Pela primeira vez, cultura periférica tem espaço na Virada Cultural


 Por Raquel Freire


Foto: Divulgação

No Sarau do Binho, Gunnar Vargas apresenta Circo Incandescente com temas políticos, sociais e culturais expressos em poesias e músicas.

“Zona Sul, Leste, Oeste e Norte, cheguem, venham ouvir uma música nacional de qualidade”. Com esta frase, Gunnar Vargas e sua banda entra no palco da Santa Ifigênia. Pela primeira vez, artistas do circuito periférico de São Paulo participam da Virada Cultural. Com saraus de poesias, músicas e danças, a banda, que se apresentou às 0h, no dia 17 de abril, mostrou uma nova forma de produção, acesso e difusão de arte, já que no sarau, o artista é o próprio povo.

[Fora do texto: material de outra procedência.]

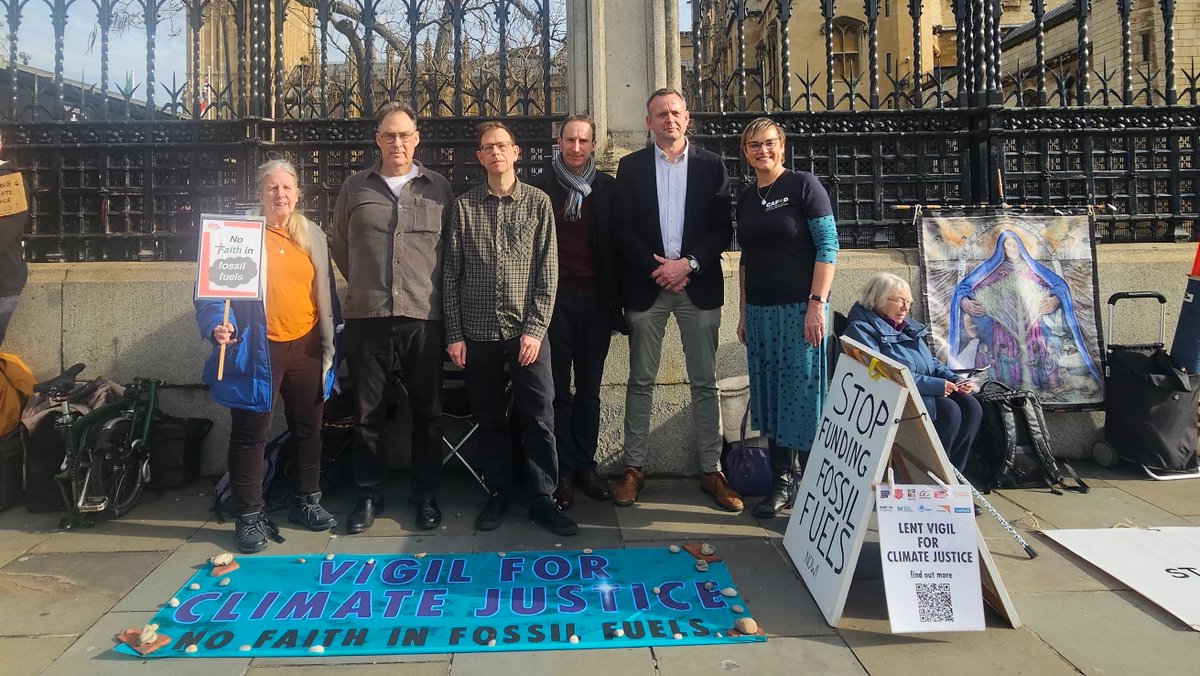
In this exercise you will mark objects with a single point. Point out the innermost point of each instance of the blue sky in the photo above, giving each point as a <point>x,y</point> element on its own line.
<point>126,51</point>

Antes do grupo se apresentar, havia uma roda de pessoas. No centro, um grupo de garotos dançavam ao som de uma música cantada por eles e também pelo público. Após isso, era a vez dos poetas. Cada um entrava na roda e começava a declamar suas poesias.

O público era variado, de crianças a idosos, vindos de diversas regiões da cidade, todos muito animados. Eles dançavam, cantavam e aplaudiam concordando com as letras do grupo. “A gente se encontra aqui. Essa é a nossa realidade, vivemos isso”, explica Carol Siqueira, estudante do Ensino Médio que assistia a apresentação.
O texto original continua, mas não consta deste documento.